A microchip inside Dagney the cat led him back to his owner’s arms Wednesday after four years on the street.

“There it is, my angel baby,” Kelly Damron whispered to the cat as the other felines in the SPCA of Wake County Lost & Found Pet Center meowed, as if watching their own fantasies come true.

Dagney arched his back and paced. “That’s OK,” Damron said. “Take your time.”

Damron thought she occasionally spotted Dagney on the streets after he wandered away from her Cary home in 2003 but never could track him down. She kept his picture in her living room as a reminder and thought about him when the weather got bad.

He finally resurfaced in Damron’s life this week, after a couple who had been feeding him took him to the SPCA. The connection: a microchip that Damron’s vet installed in Dagney years ago. It contained her contact information.

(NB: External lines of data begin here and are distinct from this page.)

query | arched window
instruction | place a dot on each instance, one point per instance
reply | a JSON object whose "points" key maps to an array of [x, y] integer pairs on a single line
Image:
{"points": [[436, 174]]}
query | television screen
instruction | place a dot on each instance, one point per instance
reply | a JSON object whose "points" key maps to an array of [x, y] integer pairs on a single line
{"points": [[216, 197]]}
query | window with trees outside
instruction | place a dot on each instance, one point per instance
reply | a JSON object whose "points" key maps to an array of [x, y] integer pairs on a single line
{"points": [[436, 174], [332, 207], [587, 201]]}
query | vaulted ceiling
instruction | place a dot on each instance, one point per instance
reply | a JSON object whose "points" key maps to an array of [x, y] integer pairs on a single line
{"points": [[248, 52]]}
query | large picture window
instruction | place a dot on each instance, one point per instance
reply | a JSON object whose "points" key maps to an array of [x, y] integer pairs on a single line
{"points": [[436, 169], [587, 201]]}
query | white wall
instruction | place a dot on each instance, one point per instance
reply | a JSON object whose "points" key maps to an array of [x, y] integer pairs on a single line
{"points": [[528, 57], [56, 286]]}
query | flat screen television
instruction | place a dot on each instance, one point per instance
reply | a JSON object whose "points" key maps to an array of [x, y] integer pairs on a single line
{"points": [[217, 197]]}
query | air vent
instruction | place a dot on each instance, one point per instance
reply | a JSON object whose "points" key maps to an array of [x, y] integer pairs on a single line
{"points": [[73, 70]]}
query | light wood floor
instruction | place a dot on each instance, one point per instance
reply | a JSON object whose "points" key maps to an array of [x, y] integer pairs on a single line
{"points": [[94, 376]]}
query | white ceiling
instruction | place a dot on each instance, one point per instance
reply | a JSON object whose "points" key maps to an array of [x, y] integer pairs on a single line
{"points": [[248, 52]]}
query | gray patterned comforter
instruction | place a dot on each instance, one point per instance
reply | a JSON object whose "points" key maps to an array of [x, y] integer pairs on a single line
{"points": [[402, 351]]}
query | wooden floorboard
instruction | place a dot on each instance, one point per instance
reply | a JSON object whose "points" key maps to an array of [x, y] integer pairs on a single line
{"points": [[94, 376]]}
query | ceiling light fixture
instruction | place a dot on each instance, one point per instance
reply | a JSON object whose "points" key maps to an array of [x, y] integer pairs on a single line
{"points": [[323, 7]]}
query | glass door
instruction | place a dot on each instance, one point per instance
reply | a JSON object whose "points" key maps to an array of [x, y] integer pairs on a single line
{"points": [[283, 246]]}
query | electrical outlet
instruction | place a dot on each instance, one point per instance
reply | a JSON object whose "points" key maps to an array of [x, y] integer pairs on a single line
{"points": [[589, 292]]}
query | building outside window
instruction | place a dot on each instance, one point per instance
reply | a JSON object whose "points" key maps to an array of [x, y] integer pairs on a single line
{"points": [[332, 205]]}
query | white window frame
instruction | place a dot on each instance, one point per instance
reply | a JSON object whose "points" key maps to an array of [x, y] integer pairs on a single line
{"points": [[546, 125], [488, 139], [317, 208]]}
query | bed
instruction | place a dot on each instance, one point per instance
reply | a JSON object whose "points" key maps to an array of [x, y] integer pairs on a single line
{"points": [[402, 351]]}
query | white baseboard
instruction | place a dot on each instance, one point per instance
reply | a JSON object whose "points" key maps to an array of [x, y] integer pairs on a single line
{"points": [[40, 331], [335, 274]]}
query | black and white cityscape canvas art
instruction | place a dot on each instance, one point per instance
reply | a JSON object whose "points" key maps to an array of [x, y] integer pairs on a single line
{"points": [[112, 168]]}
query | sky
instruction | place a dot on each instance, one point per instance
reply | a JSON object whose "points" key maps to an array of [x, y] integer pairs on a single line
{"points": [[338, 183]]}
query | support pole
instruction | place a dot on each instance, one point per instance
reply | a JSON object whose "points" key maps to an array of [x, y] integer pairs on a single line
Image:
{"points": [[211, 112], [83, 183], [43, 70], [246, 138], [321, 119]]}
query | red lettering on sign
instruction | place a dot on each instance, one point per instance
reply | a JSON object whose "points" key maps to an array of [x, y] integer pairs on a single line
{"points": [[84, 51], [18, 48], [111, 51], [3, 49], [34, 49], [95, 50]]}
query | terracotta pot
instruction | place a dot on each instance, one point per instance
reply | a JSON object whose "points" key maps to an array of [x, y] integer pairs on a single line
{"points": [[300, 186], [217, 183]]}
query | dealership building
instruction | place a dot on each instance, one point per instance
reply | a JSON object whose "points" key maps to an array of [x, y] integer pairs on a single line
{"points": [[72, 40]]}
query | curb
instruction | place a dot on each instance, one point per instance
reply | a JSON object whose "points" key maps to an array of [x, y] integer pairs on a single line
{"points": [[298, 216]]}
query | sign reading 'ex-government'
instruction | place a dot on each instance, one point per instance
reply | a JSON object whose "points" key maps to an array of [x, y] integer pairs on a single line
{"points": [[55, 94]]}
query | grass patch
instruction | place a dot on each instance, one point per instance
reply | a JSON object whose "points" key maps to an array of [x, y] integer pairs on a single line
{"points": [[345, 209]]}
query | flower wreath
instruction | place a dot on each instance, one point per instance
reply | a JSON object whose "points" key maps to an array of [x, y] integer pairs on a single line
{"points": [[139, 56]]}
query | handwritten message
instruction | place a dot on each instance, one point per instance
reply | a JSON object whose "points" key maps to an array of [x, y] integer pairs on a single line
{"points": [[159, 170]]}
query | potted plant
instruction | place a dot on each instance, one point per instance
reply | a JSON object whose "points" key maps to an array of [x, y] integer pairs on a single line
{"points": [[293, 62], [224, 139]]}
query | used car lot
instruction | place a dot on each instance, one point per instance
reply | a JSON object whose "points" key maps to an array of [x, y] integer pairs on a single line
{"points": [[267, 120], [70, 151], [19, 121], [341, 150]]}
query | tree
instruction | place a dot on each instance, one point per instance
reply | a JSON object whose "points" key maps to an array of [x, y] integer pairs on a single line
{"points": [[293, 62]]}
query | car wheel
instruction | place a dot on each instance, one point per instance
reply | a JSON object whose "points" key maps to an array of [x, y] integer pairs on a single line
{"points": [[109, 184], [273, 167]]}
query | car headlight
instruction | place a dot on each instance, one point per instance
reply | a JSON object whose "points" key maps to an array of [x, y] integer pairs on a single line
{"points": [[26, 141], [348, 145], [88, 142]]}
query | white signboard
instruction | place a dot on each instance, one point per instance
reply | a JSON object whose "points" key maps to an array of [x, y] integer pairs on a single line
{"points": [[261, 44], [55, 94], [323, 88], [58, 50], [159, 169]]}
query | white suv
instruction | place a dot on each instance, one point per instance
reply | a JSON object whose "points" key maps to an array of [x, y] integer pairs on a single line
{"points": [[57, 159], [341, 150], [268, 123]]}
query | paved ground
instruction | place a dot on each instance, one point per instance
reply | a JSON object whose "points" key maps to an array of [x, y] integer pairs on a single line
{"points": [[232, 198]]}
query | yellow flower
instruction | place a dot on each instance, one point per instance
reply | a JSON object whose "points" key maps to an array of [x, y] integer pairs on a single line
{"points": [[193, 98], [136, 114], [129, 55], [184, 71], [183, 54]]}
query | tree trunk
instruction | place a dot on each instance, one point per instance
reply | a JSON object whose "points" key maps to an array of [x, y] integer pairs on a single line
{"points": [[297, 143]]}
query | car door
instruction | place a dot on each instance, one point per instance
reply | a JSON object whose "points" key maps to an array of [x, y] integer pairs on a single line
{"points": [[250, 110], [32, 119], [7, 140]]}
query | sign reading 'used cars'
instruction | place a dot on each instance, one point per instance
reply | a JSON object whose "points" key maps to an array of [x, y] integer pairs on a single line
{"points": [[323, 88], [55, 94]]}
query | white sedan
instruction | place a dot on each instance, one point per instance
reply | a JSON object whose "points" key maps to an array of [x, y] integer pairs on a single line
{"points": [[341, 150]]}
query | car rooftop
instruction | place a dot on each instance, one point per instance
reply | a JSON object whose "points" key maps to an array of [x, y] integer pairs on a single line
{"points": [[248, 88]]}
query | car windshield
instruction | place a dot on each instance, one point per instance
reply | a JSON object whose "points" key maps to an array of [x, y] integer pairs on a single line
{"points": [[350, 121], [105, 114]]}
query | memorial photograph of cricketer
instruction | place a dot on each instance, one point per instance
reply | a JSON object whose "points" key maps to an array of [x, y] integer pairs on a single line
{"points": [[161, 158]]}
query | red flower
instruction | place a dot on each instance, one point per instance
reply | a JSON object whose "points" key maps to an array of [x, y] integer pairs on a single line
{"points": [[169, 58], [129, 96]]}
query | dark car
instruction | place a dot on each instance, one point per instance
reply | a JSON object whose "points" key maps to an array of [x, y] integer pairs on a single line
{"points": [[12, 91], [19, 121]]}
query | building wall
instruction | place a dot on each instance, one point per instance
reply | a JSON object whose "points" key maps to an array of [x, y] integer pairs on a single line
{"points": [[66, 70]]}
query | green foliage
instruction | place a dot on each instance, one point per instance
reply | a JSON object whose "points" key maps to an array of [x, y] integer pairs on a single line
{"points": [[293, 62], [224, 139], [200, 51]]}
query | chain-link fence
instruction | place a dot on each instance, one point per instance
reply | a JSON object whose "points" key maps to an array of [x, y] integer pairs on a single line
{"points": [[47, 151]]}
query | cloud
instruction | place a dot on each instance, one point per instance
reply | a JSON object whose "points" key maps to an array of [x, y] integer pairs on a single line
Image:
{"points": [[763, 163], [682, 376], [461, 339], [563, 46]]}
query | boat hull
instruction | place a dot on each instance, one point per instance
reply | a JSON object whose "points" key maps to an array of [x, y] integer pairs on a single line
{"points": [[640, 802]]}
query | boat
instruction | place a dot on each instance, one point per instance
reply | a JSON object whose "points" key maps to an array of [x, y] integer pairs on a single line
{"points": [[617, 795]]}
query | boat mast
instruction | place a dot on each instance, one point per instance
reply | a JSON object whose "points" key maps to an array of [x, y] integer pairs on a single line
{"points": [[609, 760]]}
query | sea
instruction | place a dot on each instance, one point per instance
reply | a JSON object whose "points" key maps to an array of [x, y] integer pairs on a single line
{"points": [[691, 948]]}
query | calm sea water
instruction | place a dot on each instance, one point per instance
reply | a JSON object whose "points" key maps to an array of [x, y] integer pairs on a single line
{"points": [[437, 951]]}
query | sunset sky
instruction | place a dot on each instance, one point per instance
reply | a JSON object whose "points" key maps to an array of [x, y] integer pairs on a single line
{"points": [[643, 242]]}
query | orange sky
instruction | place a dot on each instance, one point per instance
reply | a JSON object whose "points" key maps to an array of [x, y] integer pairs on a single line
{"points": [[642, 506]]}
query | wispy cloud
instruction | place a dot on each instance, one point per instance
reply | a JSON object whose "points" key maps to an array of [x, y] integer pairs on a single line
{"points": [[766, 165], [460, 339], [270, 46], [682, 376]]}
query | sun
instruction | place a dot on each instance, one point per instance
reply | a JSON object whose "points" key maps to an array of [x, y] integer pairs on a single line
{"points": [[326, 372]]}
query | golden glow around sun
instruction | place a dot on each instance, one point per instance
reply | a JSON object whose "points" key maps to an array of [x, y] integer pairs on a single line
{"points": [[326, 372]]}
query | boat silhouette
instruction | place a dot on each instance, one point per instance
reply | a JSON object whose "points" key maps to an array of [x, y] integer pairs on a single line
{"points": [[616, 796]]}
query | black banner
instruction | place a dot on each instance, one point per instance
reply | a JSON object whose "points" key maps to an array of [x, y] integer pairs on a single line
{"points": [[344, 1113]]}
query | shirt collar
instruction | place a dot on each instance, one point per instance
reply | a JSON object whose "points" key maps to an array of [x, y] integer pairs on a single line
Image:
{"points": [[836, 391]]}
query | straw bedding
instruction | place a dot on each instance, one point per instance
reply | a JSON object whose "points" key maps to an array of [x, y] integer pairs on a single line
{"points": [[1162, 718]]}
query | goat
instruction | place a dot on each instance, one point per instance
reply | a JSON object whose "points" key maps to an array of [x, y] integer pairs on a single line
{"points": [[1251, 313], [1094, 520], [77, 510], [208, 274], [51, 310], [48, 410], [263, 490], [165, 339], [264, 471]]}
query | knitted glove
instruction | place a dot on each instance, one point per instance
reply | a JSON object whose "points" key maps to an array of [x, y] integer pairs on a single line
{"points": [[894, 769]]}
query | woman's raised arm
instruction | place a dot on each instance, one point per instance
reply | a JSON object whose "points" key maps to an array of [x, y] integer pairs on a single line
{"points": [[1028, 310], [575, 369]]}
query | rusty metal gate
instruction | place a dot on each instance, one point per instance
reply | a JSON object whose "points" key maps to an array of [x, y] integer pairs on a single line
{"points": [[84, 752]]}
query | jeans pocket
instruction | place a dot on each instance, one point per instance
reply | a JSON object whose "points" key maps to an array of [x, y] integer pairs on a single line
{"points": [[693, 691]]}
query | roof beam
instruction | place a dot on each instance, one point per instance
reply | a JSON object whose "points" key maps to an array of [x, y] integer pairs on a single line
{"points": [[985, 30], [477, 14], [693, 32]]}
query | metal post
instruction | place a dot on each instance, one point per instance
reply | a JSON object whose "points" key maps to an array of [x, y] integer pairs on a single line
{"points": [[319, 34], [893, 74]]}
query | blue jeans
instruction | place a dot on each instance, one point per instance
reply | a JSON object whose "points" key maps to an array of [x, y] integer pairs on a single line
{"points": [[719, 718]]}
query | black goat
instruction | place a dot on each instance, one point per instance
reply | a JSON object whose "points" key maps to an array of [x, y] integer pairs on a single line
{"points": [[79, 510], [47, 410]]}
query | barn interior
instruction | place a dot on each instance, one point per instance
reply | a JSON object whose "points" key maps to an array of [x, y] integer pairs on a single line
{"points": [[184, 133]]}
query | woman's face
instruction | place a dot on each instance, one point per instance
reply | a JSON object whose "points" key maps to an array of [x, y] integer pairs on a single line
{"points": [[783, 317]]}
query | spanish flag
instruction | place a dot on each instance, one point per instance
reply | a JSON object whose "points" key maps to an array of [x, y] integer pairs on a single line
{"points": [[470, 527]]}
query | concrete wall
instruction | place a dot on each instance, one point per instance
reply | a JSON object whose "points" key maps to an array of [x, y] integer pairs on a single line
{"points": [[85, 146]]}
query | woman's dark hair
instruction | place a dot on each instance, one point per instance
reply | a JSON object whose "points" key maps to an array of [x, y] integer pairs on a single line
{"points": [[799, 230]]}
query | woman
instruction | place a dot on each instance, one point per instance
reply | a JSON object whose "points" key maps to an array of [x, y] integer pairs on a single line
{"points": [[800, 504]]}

Nobody keeps track of how many pets have recovery microchips, but Adam Goldfarb of the Humane Society of the United States said, “We’re seeing a lot of growth, and we’re going to see a lot more.” The SPCA of Wake County installs microchips in 2,200 pets a year and scans every stray it receives for a silicon clue of ownership.

Damron said Dagney’s microchip gave her hope that she would be reunited with her cat, even as she moved on with her life. She has children, ages 3 and 1, that her cat has never met.

Tears appeared in her eyes Wednesday as she touched Damron’s fur again. She talked about his toughness and admired his healthy build.

“I was afraid he was going to be skinny,” she said. “He’s not.”

After awhile, Damron picked up Dagney and put him in a blue pet carrier. They were headed to the “V-E-T,” she said, and then back back home for a quiet party that would include a healthy portion of giblets for him.

Welcome back, Dagney, to the life of a house cat. You’ll never go outside again.